A Journey Through Time
There must be many people who have never visited the Rijksmuseum Twenthe in Enschede. This is a pity, because after a long period when the museum was closed for renovations, it has now reopened with an exceptionally attractive and original presentation of its collection of art and crafts from the middle ages to the present day.
In 1995 and 1996 the Rijksmuseum Twenthe was subjected to a complete conversion. The courtyard was given a roof, new exhibition areas were laid out and an excellent restaurant was also installed. Many changes took place in the museum’s aims as well. The former regional museum focussed mainly on local history; in its place we have a genuine museum of art. The treasures that lay forgotten in the stockrooms have been moved upstairs, while loans from various bodies fill the walls. All the departments from old art to more modern work have been renovated and organized in a different fashion.
We thought the new arrangement of the art works was particularly successful. No designer has been busy here imposing his personal style at the expense of the art works. In almost all the rooms items of furniture and art objects have been placed among paintings from the same period. The arrangement displays love and understanding of the works shown.
Medieval wood carvings, for instance, have been placed together with paintings, miniatures and religious objects in rooms painted an atmospheric blue. You suddenly notice that the faces on the statues have the same pointed noses and deep eye-sockets as you find in a portrait by Holbein. Their meditative gaze invites one to silence and repentance. Coloured beams of light enter the room discreetly through old stained-glass windows and playfully highlighting the warm oak of the statues. The Middle Ages have been brought to life here.
There are two truly remarkable small portraits by Joos van Cleve with authentic frames painted to form part of the paintings. The frames work in fact like a window: the man has taken up position behind it placing his pen against the frame. Five centuries have passed and Van Cleve still manages to create the impression that this medieval couple are palpably present. It is a masterly art work that continues to charm us with its wonderful treatment of materials and delightful colours.
The seventeenth-century rooms are painted pale yellow and anthracite and contain a small but exquisite cross-section of the art of the Golden Age. As in the Prinsenhof in Delft, the daring step has been taken here of hanging works above each other. This makes the paintings look less imposing – less like museum objects in fact – and more in keeping with their original surroundings: the Dutch home. Winter scenes are well represented with work by Barent Avercamp, Jan van de Capelle and Jan van Goyen; while among the still lifes are a fruit piece by Balthasar van der Ast and an exceptionally fine work by Van Hulsdonck and another by Osias Beert. Two masterly portraits by Verspronck catch the eye: they would not be out of place next to a Rembrandt.

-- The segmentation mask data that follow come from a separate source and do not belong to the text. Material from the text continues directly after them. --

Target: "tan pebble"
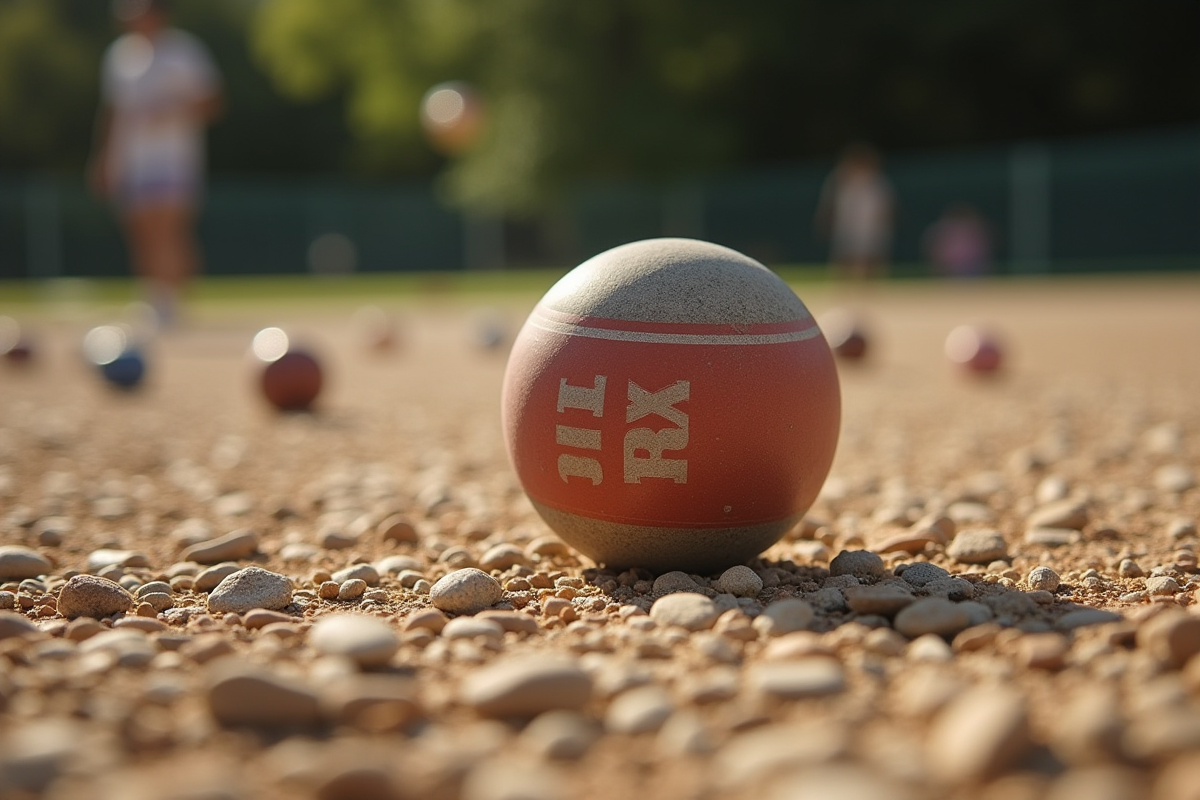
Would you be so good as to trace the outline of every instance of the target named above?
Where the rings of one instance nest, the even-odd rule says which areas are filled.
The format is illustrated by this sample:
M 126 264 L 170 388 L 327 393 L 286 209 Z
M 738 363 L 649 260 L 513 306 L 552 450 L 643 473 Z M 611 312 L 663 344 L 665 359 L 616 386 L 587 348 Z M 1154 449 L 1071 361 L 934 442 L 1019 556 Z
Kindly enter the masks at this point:
M 889 536 L 875 545 L 880 553 L 910 553 L 916 555 L 932 544 L 942 544 L 943 539 L 932 529 L 907 531 Z
M 265 608 L 251 609 L 242 617 L 242 625 L 251 631 L 264 628 L 275 622 L 294 623 L 296 621 L 297 618 L 289 614 L 284 614 L 280 611 L 268 611 Z
M 894 585 L 851 586 L 842 590 L 846 603 L 857 614 L 894 617 L 916 600 L 912 592 Z
M 665 595 L 655 600 L 654 605 L 650 607 L 650 618 L 655 622 L 660 625 L 676 625 L 689 631 L 711 628 L 719 615 L 720 612 L 712 600 L 692 592 L 681 591 Z
M 957 603 L 940 597 L 926 597 L 896 614 L 895 627 L 909 638 L 926 633 L 954 636 L 971 624 L 971 617 Z
M 671 592 L 696 592 L 700 587 L 686 572 L 664 572 L 654 579 L 652 591 L 656 595 Z
M 167 630 L 167 627 L 168 626 L 165 622 L 161 622 L 160 620 L 154 618 L 153 609 L 151 609 L 151 615 L 149 616 L 139 615 L 136 617 L 122 617 L 113 623 L 114 630 L 128 628 L 132 630 L 143 631 L 144 633 L 159 633 Z
M 604 727 L 610 733 L 627 736 L 653 733 L 662 727 L 674 708 L 662 688 L 641 686 L 618 695 L 609 704 Z
M 578 711 L 547 711 L 539 714 L 521 732 L 519 742 L 543 758 L 577 761 L 600 737 L 600 730 Z
M 891 628 L 874 628 L 863 637 L 863 649 L 881 656 L 898 656 L 907 645 L 908 639 Z
M 972 687 L 933 720 L 926 768 L 939 782 L 985 780 L 1015 764 L 1030 747 L 1025 699 L 1006 686 Z
M 554 581 L 544 572 L 535 572 L 529 576 L 529 585 L 534 589 L 553 589 Z
M 532 584 L 524 578 L 509 578 L 504 584 L 506 592 L 528 592 L 532 588 Z
M 406 631 L 424 629 L 437 634 L 442 632 L 448 621 L 446 615 L 438 609 L 426 608 L 405 617 L 403 628 Z
M 338 587 L 338 600 L 358 600 L 367 591 L 367 582 L 351 578 Z
M 308 687 L 233 660 L 211 668 L 204 696 L 213 718 L 229 727 L 303 729 L 321 716 Z
M 236 561 L 258 551 L 258 536 L 250 530 L 236 530 L 224 536 L 188 547 L 182 553 L 184 561 L 198 564 L 217 564 Z
M 385 542 L 416 544 L 419 541 L 416 527 L 400 514 L 393 514 L 380 522 L 376 531 Z
M 954 641 L 952 642 L 954 651 L 957 653 L 973 653 L 976 650 L 982 650 L 996 641 L 996 637 L 1003 630 L 1004 628 L 995 622 L 972 625 L 954 637 Z
M 555 536 L 539 536 L 525 546 L 525 552 L 539 558 L 554 558 L 570 555 L 571 548 Z
M 1017 660 L 1030 669 L 1059 670 L 1071 643 L 1061 633 L 1033 633 L 1017 640 Z
M 758 597 L 763 581 L 754 570 L 739 564 L 722 572 L 713 588 L 734 597 Z
M 1025 578 L 1030 589 L 1046 592 L 1053 592 L 1057 589 L 1060 580 L 1058 573 L 1046 566 L 1034 567 Z
M 323 581 L 317 588 L 317 597 L 322 600 L 336 600 L 341 588 L 337 581 Z
M 1115 761 L 1124 728 L 1118 690 L 1084 684 L 1064 697 L 1059 713 L 1050 718 L 1050 749 L 1067 764 Z
M 553 709 L 579 709 L 592 679 L 576 663 L 553 656 L 502 659 L 467 677 L 463 701 L 489 717 L 531 717 Z
M 537 620 L 519 611 L 488 609 L 476 615 L 478 619 L 495 622 L 508 633 L 537 633 Z
M 776 600 L 754 618 L 754 628 L 764 636 L 783 636 L 808 628 L 813 621 L 813 607 L 798 598 Z
M 1070 528 L 1077 531 L 1087 523 L 1087 505 L 1070 499 L 1044 505 L 1026 520 L 1029 528 Z
M 561 617 L 572 609 L 571 601 L 562 597 L 551 595 L 542 601 L 542 614 L 547 617 Z
M 58 611 L 67 619 L 108 617 L 128 611 L 133 597 L 113 581 L 94 575 L 76 575 L 58 594 Z
M 1171 669 L 1180 669 L 1200 653 L 1200 616 L 1170 609 L 1137 630 L 1137 645 Z
M 857 578 L 880 578 L 883 576 L 883 559 L 870 550 L 843 550 L 829 562 L 829 574 L 853 575 Z
M 491 575 L 468 567 L 439 579 L 429 590 L 429 597 L 442 611 L 476 614 L 503 600 L 504 589 Z
M 214 564 L 207 569 L 199 572 L 192 582 L 193 588 L 197 592 L 211 592 L 233 573 L 237 572 L 241 567 L 237 564 L 229 562 L 222 564 Z
M 746 616 L 745 612 L 731 608 L 717 617 L 717 621 L 713 624 L 713 630 L 727 639 L 752 642 L 758 638 L 758 631 L 755 630 L 752 622 L 753 620 Z
M 1008 557 L 1004 535 L 992 528 L 959 531 L 946 547 L 946 555 L 961 564 L 990 564 Z
M 1153 800 L 1200 800 L 1200 753 L 1188 753 L 1169 763 L 1154 782 Z
M 832 658 L 809 656 L 750 667 L 747 686 L 753 691 L 784 700 L 821 697 L 845 689 L 842 665 Z
M 292 602 L 286 577 L 262 567 L 246 567 L 226 576 L 208 596 L 209 611 L 240 613 L 255 608 L 278 610 Z
M 493 545 L 479 558 L 479 566 L 484 570 L 506 570 L 517 564 L 525 564 L 525 552 L 515 544 L 501 542 Z
M 400 637 L 378 617 L 367 614 L 331 614 L 321 617 L 308 635 L 313 649 L 342 656 L 364 669 L 388 663 L 400 648 Z
M 1183 591 L 1183 587 L 1169 575 L 1152 575 L 1146 578 L 1146 592 L 1151 596 L 1170 596 Z

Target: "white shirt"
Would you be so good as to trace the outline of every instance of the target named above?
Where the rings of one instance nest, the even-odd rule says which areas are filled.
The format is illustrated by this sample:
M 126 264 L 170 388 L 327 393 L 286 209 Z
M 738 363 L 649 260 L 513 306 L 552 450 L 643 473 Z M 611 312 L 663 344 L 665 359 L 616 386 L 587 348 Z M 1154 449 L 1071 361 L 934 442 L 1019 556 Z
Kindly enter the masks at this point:
M 121 181 L 193 179 L 204 166 L 203 125 L 193 109 L 219 90 L 208 50 L 180 30 L 153 39 L 127 33 L 101 65 L 113 112 L 109 169 Z

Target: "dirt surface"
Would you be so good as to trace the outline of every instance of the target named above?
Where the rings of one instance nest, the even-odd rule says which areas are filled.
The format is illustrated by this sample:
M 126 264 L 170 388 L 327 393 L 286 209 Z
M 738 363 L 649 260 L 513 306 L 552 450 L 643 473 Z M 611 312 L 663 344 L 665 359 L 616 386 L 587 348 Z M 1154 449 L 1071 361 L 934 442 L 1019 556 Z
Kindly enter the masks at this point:
M 870 349 L 809 518 L 724 576 L 532 511 L 479 338 L 535 299 L 397 305 L 387 351 L 349 307 L 202 309 L 134 392 L 80 359 L 98 317 L 27 315 L 0 798 L 1200 797 L 1200 282 L 809 292 Z M 999 373 L 948 364 L 964 322 Z M 256 392 L 269 324 L 317 413 Z

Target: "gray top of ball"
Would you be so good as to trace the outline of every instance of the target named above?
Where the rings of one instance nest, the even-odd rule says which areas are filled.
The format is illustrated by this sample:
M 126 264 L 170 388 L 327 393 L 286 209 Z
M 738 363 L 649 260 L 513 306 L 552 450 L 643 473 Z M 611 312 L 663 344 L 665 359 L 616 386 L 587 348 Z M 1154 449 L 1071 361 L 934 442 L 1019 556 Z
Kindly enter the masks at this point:
M 761 325 L 810 316 L 771 270 L 695 239 L 647 239 L 606 250 L 567 273 L 542 304 L 632 322 Z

Nineteenth-century art is given a purple background and the paintings of the Romantic school, many of which have gilt frames, are ideally displayed in this setting. There is a good selection of works from the Hague School. The fascinating relation of this school with that of Barbizon is clear to see. Finally in the Old Master section we now find some French Impressionists, including Monet and Sisley.
The most interesting part of the collection however is the art of the eighteenth century. The conversion allocated a separate room for the 40 paintings from this period. Verkolje’s Moses found by Pharaoh’s daughter is one of the most important works here. Diagonally opposite is a work by Jacobus Linthorst, Still Life with Flowers next to a Vase that we sold to the museum on the occasion of our last Spring exhibition. It is hung between a superb still life by Georgius Jacobus Johannes van Os and two paintings by Jan Ekels the Older. The art of the eighteenth century that until recently was more or less forgotten is truly worth viewing and studying.
Finally a separate wing is devoted to modern and contemporary art. According to the curator this collection gives a broad overview of art in the twentieth century, particularly that of Holland. We will certainly take her word for it.